Category Archives: Indo-European

Phantom linguistics publications

It is frustrating when one is alerted by catalogues to books on language that were never actually published.

Routledge’s Language Family Surveys series now covers most of the major language groups of the world. However, the announced volume on the Manchu-Tungusic languages, said to be edited by Alexander Vovin, never appeared even though it worked its way into the Helsinki University Library catalogue (on order) and Amazon. I hear that Vovin is still working on this, but it will appear from a different publisher.

Another phantom publication is Teach Yourself Yiddish, a book that was meant to appear in 2009 and compete with the new edition of rival Routledge’s Colloquial Yiddish, a book which very much exists. Supposedly authored by Chaim Nelsen and Barry Davis, Teach Yourself Yiddish never did appear, in spite of also being announced at Amazon complete with ISBN.

Various Turkic–Mongolic etymological observations

Preparing to study Mongolian from Krueger’s An Introduction to Classical (Literary) Mongolian (Wiesbaden: Harrassowitz, 3rd edition 1993), I’ve been re-reading the Routledge Language Family Surveys volume The Mongolic Languages ed. Juha Janhunen. Below are some musings on and follow-ups to trivia within.

Examples of some crucial [Khalka] consonant contrasts: ad [at] ‘demon’ vs. at [aʰt] ‘castrated camel’; dal [taɮ] ‘seventy’ vs. tal [tʰaɮ] ‘steppe’.

So modern Mongolian is one of those languages that, instead of a voiced–unvoiced distinction in dentals that I could actually pronounce, has an aspirated–unaspirated distinction that I’ll never get down. That’s a damn shame.

[Turkic borrowings in Mongolic] often show a specialized meaning, whereas the native [Mongolic] words have a more general semantic profile, cf. e.g. Mongolic *xüsün ‘hair’ vs. * ‘hair of a horse’ ← Bulgharic kïlka = Common Turkic *kïl (qïl) ‘hair’.

The ordinary Chuvash word for ‘hair’ today is ҫӳҫ. However, for Russian конский волос ‘horsehair’, the Skvortsovs’ dictionary gives лаша хӗлӗхӗ. For Cv. хӗлӗх, Fedotov’s Этимологический словарь чувашского языка gives a wide array of Turkic cognates, but they are all glossed as ‘horsehair’, so it’s unclear to me on what grounds Claus Schönig in the passage I’ve quoted believes it ever meant ‘hair’ in general.

In the Common Turkic branch, rhotacism, lambdacism is generally absent, but it is occasionally observed in preconsonantal position, which makes the dating of certain loanwords problematic, cf. e.g. Mongolic *buxas ‘pregnant’ (from Common Turkic *bugaz id.) vs.‑ ‘to cut the throat’ (from either Bulgharic or Common Turkic, cf. Common Turkic *bogaz ‘throat’).

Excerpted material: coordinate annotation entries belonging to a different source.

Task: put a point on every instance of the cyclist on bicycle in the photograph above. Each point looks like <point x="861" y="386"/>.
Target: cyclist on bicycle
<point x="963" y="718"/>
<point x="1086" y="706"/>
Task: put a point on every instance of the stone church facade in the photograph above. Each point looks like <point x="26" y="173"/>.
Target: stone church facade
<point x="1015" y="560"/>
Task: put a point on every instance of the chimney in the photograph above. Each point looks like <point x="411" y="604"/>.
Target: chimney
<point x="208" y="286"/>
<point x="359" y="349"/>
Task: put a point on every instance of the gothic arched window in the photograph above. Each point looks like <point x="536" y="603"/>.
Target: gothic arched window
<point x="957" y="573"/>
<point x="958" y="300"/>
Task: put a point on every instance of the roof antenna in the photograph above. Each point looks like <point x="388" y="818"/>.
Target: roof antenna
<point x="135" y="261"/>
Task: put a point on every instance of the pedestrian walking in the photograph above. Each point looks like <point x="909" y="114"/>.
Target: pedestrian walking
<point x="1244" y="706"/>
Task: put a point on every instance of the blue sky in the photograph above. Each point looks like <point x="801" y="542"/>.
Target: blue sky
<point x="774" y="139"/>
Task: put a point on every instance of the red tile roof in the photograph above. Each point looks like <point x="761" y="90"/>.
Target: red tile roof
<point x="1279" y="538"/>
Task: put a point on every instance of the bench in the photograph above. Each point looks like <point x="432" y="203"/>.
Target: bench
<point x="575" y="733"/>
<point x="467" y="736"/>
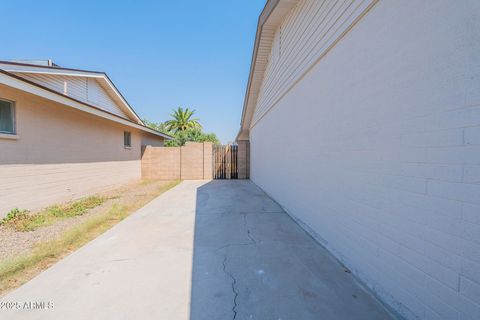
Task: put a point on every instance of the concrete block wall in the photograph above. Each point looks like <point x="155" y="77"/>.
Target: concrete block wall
<point x="384" y="163"/>
<point x="190" y="162"/>
<point x="161" y="163"/>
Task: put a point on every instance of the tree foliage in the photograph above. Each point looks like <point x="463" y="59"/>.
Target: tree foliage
<point x="182" y="120"/>
<point x="183" y="128"/>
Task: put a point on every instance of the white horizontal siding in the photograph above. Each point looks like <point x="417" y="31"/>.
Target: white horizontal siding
<point x="384" y="165"/>
<point x="81" y="88"/>
<point x="305" y="35"/>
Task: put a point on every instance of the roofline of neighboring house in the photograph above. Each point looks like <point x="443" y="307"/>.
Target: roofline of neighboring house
<point x="77" y="104"/>
<point x="98" y="73"/>
<point x="49" y="67"/>
<point x="267" y="12"/>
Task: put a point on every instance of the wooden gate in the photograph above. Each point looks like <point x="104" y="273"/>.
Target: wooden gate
<point x="225" y="161"/>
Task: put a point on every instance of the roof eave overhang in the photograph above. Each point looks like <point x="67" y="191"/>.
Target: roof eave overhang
<point x="101" y="76"/>
<point x="13" y="81"/>
<point x="270" y="19"/>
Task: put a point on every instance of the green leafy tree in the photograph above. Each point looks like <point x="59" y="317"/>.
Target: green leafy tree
<point x="182" y="133"/>
<point x="194" y="135"/>
<point x="159" y="126"/>
<point x="182" y="121"/>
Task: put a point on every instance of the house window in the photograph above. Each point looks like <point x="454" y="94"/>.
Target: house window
<point x="7" y="117"/>
<point x="127" y="139"/>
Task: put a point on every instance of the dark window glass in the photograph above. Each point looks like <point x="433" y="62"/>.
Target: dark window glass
<point x="6" y="117"/>
<point x="127" y="139"/>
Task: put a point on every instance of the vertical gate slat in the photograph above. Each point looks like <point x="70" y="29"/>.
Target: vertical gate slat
<point x="225" y="161"/>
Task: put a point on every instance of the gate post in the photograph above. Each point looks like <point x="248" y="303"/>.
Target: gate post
<point x="207" y="161"/>
<point x="243" y="159"/>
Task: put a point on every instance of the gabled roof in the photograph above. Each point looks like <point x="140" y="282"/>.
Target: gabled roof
<point x="12" y="80"/>
<point x="270" y="19"/>
<point x="52" y="69"/>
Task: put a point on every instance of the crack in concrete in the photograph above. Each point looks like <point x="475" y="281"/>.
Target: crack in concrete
<point x="234" y="282"/>
<point x="225" y="257"/>
<point x="254" y="242"/>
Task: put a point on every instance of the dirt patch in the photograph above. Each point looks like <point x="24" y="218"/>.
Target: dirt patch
<point x="137" y="194"/>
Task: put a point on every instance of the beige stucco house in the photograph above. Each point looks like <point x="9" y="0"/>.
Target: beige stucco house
<point x="64" y="133"/>
<point x="363" y="119"/>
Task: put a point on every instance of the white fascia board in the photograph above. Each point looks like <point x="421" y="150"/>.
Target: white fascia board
<point x="59" y="98"/>
<point x="72" y="73"/>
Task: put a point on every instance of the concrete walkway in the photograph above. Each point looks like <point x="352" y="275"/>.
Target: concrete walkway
<point x="203" y="250"/>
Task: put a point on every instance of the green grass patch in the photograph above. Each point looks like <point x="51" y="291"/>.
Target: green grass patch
<point x="22" y="220"/>
<point x="19" y="269"/>
<point x="69" y="241"/>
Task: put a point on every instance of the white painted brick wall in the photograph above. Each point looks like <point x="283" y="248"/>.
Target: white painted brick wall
<point x="377" y="150"/>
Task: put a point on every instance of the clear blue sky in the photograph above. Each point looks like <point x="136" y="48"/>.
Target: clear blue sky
<point x="160" y="54"/>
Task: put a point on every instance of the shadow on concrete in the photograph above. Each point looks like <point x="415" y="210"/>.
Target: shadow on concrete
<point x="252" y="261"/>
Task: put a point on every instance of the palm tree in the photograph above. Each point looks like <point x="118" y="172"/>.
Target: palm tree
<point x="182" y="120"/>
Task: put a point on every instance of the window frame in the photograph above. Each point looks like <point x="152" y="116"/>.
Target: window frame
<point x="127" y="143"/>
<point x="14" y="118"/>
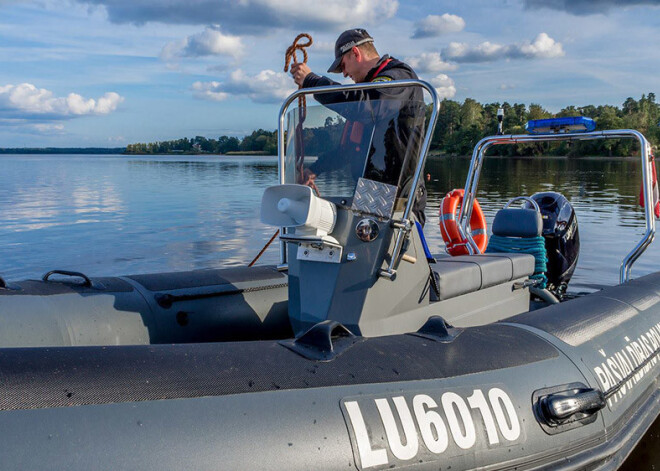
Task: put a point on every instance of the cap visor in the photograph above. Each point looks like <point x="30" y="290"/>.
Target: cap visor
<point x="334" y="68"/>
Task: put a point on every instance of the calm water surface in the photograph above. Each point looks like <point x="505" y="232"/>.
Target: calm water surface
<point x="118" y="215"/>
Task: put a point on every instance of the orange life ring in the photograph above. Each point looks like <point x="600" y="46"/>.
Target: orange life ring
<point x="457" y="245"/>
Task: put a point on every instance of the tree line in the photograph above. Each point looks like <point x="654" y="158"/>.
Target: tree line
<point x="460" y="126"/>
<point x="260" y="141"/>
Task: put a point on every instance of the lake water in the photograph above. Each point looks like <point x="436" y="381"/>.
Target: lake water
<point x="119" y="215"/>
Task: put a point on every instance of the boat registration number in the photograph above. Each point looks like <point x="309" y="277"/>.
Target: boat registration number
<point x="401" y="430"/>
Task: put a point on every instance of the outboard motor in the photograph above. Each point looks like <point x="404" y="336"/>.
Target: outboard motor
<point x="562" y="240"/>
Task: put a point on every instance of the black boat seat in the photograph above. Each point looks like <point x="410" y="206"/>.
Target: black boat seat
<point x="468" y="273"/>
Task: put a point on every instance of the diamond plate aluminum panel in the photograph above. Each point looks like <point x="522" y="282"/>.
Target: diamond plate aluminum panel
<point x="374" y="198"/>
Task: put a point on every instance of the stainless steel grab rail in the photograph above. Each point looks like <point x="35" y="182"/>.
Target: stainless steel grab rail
<point x="478" y="155"/>
<point x="420" y="164"/>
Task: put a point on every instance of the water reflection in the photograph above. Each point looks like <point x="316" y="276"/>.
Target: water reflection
<point x="114" y="215"/>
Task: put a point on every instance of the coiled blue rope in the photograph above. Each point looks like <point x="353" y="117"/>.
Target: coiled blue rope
<point x="530" y="245"/>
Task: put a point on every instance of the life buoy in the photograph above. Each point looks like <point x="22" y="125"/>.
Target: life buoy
<point x="457" y="245"/>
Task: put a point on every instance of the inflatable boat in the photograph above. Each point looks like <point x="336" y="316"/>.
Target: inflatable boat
<point x="361" y="349"/>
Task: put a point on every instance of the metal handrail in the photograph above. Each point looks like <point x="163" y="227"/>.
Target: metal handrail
<point x="483" y="145"/>
<point x="420" y="164"/>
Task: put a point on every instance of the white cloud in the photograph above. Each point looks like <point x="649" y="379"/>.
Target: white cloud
<point x="587" y="7"/>
<point x="210" y="42"/>
<point x="26" y="100"/>
<point x="265" y="87"/>
<point x="429" y="62"/>
<point x="437" y="25"/>
<point x="253" y="16"/>
<point x="543" y="47"/>
<point x="444" y="86"/>
<point x="46" y="128"/>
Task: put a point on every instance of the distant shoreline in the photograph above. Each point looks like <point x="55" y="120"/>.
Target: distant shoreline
<point x="115" y="150"/>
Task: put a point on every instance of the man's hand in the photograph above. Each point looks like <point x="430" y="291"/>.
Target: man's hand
<point x="299" y="71"/>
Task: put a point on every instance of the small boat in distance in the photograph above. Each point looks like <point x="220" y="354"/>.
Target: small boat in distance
<point x="361" y="349"/>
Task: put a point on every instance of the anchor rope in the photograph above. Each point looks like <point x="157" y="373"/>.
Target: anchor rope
<point x="290" y="55"/>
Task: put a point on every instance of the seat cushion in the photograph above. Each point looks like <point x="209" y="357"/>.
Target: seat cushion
<point x="467" y="273"/>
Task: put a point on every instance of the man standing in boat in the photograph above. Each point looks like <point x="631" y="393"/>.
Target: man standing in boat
<point x="398" y="130"/>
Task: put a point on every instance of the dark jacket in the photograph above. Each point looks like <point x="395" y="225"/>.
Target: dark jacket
<point x="395" y="120"/>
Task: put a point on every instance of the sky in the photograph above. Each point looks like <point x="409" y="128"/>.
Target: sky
<point x="107" y="73"/>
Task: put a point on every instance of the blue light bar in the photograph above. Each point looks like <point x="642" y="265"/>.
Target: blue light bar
<point x="560" y="125"/>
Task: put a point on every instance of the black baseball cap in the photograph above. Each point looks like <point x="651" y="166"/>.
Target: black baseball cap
<point x="346" y="41"/>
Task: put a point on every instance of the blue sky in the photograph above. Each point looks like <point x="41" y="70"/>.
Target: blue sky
<point x="113" y="72"/>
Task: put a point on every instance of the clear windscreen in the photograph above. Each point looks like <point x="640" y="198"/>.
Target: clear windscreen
<point x="331" y="146"/>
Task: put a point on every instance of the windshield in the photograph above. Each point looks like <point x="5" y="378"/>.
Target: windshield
<point x="334" y="144"/>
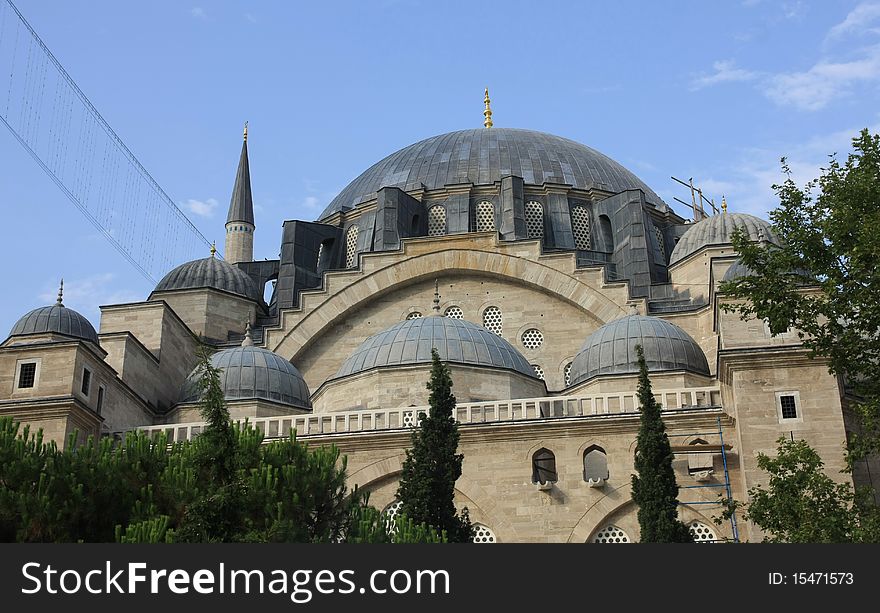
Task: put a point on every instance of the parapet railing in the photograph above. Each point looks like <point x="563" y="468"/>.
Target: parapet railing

That Bulgar Turkic had a cognate word for ‘throat’ showing rhotacism is attested by Chuvash пыр id.

Mongolic ulus ← Common Turkic uluš (later replaced in most Turkic languages by a reborrowing from Mongolic).

There is an informative entry on Common Turkic *uluš/ulus on page 152 of Clauson’s A Dictionary of Pre-Thirteenth Century Turkish, which notes that the original Turkic form uluš seems to survive only in Karaim.

Mongolic *kerbish ‘brick’ ← Common Turkic *kärpič

The Common Turkic is the source of Russian кирпич. It must say something of the material poverty and fondess for wooden buildings of the Russians of old, that they had to take the word for ‘brick’ from a population generally associated with yurts.

The early Kipchak source Codex Cumanicus exhibits [Mongolic] borrowings like abaɣa ‘uncle’, čïray ‘face’, ebäk ~ elpäk ‘very much’, yada‑ ‘to get tired’, qurulta ‘assembly, council’, manglay ‘forehead’, nögär ‘follower’, and qaburqa ‘rib’.

For what it’s worth, several of these are commonplace in Tatar as well, namely абый, чырай, бик, маңгай and кабырга.

Mongolic *köper > *köxer ‘proud’ > ‘happy’ vs. Turkic *küpez (> *kübez) ‘proud’, Mongolic *köperge > *köxerge ‘bridge’ vs. Turkic *köprüg (*köbrüg).

Of the first set of words here, I’m tempted to claim some connection to Tatar чибәр ‘beautiful’, with cognates in languages of the Volga region meaning ‘happy’. Could the k‑ of the Mongolic or Bulgar word cited above have shifted to an affricate before a front vowel in some other language that was the source of the Tatar? However, I don’t seem to own any etymological reference that describes this possibility. Äxmat’janov’s Татар теленең кыскача тарихи-этимологик сүзлеге suggests only that the Tatar is borrowed from a Mongolic cegeber ‘white, clean’.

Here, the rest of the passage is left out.